The fall in the FTSE 100 index to 5,600 points this week was particularly disconcerting. There was a time a few weeks ago when 6,000 looked to have been established as a floor. When that gave way, there was the consolation of believing the index would steady at 5,800 points.
Unfortunately the blue chip index is weighted down by a few heavyweight fallers, including the banks. Yet HSBC (HSBA) and Lloyds (LLOY) have followed Barclays (BARC) in beating expectations for the third quarter.
Key figures such as revenue and profits are showing hefty drops. However, the third quarter figures are no worse than those for the first half and in some cases considerably better.
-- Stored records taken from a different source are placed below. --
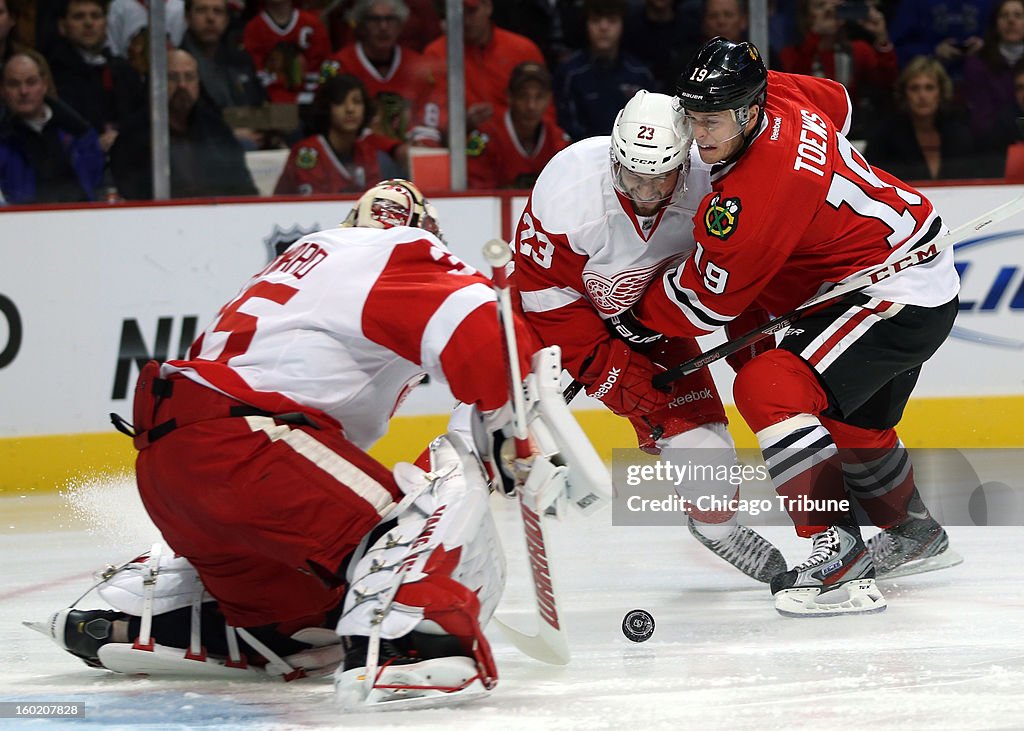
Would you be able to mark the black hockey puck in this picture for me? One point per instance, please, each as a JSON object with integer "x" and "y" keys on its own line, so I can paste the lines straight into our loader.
{"x": 638, "y": 626}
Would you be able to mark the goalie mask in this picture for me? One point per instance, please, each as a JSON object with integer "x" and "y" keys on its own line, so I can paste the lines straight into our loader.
{"x": 393, "y": 203}
{"x": 650, "y": 143}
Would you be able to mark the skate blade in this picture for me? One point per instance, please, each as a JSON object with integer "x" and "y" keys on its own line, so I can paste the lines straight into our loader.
{"x": 436, "y": 683}
{"x": 859, "y": 597}
{"x": 946, "y": 559}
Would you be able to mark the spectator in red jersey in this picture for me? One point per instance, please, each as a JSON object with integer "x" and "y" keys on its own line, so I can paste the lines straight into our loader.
{"x": 491, "y": 54}
{"x": 511, "y": 151}
{"x": 399, "y": 80}
{"x": 342, "y": 156}
{"x": 8, "y": 36}
{"x": 288, "y": 46}
{"x": 832, "y": 47}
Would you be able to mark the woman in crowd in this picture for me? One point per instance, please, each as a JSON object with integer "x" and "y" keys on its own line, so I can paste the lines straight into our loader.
{"x": 927, "y": 138}
{"x": 341, "y": 156}
{"x": 988, "y": 77}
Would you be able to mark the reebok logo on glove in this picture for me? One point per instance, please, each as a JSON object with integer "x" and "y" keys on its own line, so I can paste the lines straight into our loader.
{"x": 603, "y": 389}
{"x": 624, "y": 383}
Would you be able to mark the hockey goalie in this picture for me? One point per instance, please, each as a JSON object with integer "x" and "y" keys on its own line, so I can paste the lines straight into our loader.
{"x": 290, "y": 552}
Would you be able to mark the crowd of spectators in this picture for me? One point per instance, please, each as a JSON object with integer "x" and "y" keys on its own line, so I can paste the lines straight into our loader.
{"x": 349, "y": 88}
For example, Lloyds underlying pre-tax profits fell 36% in the quarter compared with the same quarter of 2019 but that was massively better than the loss sustained in the first half. The bank is now showing a profit for the year so far, albeit a much reduced one.
I hold shares in both Lloyds and HSBC and have been arguing that the halving of the share price – from 67p to below 30p in the former and 600p to around 300p at the latter – has been overdone. Confidence in the sector has been badly dented and a bumpy road lies ahead. I do think, though, that the worst is over.
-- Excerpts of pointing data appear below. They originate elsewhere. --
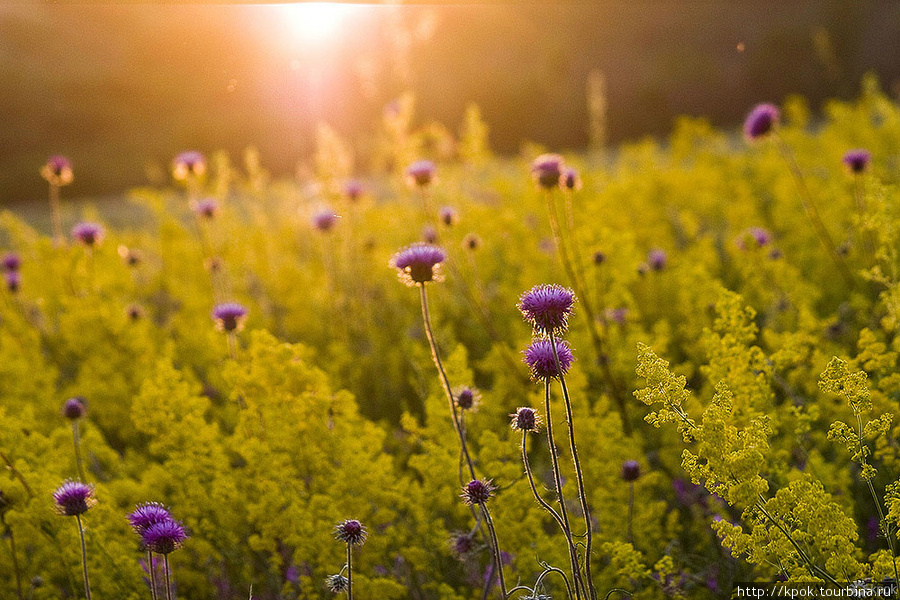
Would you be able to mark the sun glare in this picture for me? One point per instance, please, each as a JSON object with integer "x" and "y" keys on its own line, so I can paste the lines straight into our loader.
{"x": 315, "y": 22}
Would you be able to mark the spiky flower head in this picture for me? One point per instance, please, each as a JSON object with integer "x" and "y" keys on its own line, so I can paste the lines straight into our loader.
{"x": 89, "y": 234}
{"x": 73, "y": 498}
{"x": 539, "y": 357}
{"x": 11, "y": 261}
{"x": 74, "y": 408}
{"x": 188, "y": 164}
{"x": 324, "y": 220}
{"x": 547, "y": 170}
{"x": 206, "y": 208}
{"x": 421, "y": 173}
{"x": 631, "y": 470}
{"x": 229, "y": 316}
{"x": 147, "y": 514}
{"x": 547, "y": 307}
{"x": 350, "y": 532}
{"x": 570, "y": 179}
{"x": 477, "y": 491}
{"x": 467, "y": 398}
{"x": 525, "y": 419}
{"x": 761, "y": 121}
{"x": 419, "y": 263}
{"x": 58, "y": 170}
{"x": 857, "y": 161}
{"x": 354, "y": 189}
{"x": 448, "y": 215}
{"x": 337, "y": 583}
{"x": 13, "y": 281}
{"x": 164, "y": 537}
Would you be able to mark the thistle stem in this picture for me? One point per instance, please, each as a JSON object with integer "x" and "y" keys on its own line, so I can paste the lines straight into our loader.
{"x": 87, "y": 585}
{"x": 589, "y": 526}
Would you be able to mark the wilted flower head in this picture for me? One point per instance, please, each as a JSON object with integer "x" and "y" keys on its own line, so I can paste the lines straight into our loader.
{"x": 74, "y": 408}
{"x": 448, "y": 216}
{"x": 421, "y": 173}
{"x": 324, "y": 220}
{"x": 13, "y": 281}
{"x": 467, "y": 398}
{"x": 857, "y": 161}
{"x": 547, "y": 307}
{"x": 229, "y": 316}
{"x": 547, "y": 170}
{"x": 337, "y": 583}
{"x": 354, "y": 189}
{"x": 631, "y": 470}
{"x": 164, "y": 537}
{"x": 477, "y": 491}
{"x": 89, "y": 234}
{"x": 419, "y": 263}
{"x": 539, "y": 357}
{"x": 350, "y": 532}
{"x": 525, "y": 419}
{"x": 657, "y": 259}
{"x": 761, "y": 120}
{"x": 73, "y": 498}
{"x": 11, "y": 261}
{"x": 188, "y": 164}
{"x": 58, "y": 170}
{"x": 147, "y": 514}
{"x": 570, "y": 179}
{"x": 206, "y": 208}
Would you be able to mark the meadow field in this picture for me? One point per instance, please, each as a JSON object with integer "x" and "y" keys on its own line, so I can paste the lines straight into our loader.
{"x": 237, "y": 386}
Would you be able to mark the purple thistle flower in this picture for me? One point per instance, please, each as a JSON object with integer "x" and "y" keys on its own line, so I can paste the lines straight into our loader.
{"x": 188, "y": 164}
{"x": 13, "y": 281}
{"x": 89, "y": 234}
{"x": 324, "y": 220}
{"x": 539, "y": 357}
{"x": 657, "y": 259}
{"x": 11, "y": 261}
{"x": 421, "y": 173}
{"x": 354, "y": 189}
{"x": 547, "y": 307}
{"x": 74, "y": 408}
{"x": 631, "y": 470}
{"x": 350, "y": 532}
{"x": 206, "y": 208}
{"x": 857, "y": 161}
{"x": 477, "y": 491}
{"x": 448, "y": 216}
{"x": 229, "y": 316}
{"x": 58, "y": 170}
{"x": 73, "y": 498}
{"x": 525, "y": 419}
{"x": 337, "y": 583}
{"x": 570, "y": 179}
{"x": 547, "y": 170}
{"x": 761, "y": 120}
{"x": 467, "y": 398}
{"x": 419, "y": 263}
{"x": 164, "y": 537}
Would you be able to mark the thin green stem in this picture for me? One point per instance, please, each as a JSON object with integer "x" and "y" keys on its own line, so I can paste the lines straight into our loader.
{"x": 579, "y": 477}
{"x": 87, "y": 585}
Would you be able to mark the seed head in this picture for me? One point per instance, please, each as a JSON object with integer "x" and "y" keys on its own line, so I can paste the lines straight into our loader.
{"x": 350, "y": 532}
{"x": 547, "y": 307}
{"x": 73, "y": 498}
{"x": 419, "y": 263}
{"x": 761, "y": 121}
{"x": 539, "y": 357}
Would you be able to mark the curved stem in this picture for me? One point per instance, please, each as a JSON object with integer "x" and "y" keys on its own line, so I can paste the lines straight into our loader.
{"x": 436, "y": 357}
{"x": 87, "y": 586}
{"x": 588, "y": 523}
I hope the same can be said of another of my holdings, advertising group WPP (WPP), which I bought into during a pause in March’s downward lurch. I was premature then but there could be tentative signs of a levelling off now. The third quarter saw total revenue fall 9.8% compared with a drop of 11.5% for the year so far.
China and India are faring worst of the major markets but the US, UK and Germany in particular are improving encouragingly and there is good momentum in winning new business.
The shares are down from 1,070p at the start of the year to around 600p now after a recovery from 490p petered out. There is no reason to believe they will take off until there is better news but at least the downside looks limited.
Oil companies have been among the worst performing shares this year, as I know to my cost, having held onto Royal Dutch Shell (RDSB) grimly. The price of crude flows through pretty much to the bottom line and it has been understandably depressed on fears of a global recession. Making matters worse for the sector, the environmental campaign against fossil fuels that has already shrunk the coal industry is sounding an early death knell for oil.
Shell has consistently raised its dividend for years and there was every reason to think that the current circumstances would cause a hefty slashing of the payout or even see it suspended for the indefinite future.
Surprise, surprise. Shell has declared an increased third quarter dividend. At the same time it is reducing debt and talking optimistically about future dividend payments, though there is a sting in that tail. Shell is talking of setting the dividend at 20-30% of cashflow from operations, which does allow for a dividend reduction in dire circumstances.
Shell shares perked up on the news but remained below 900p, which is even worse than the 917p low in the mid-March stockmarket sell-off. The shares may well resume their slide in the short term but there’s an awful lot of upside potential when we eventually come out of this quagmire. I believe we will see 1,500p tested again next year.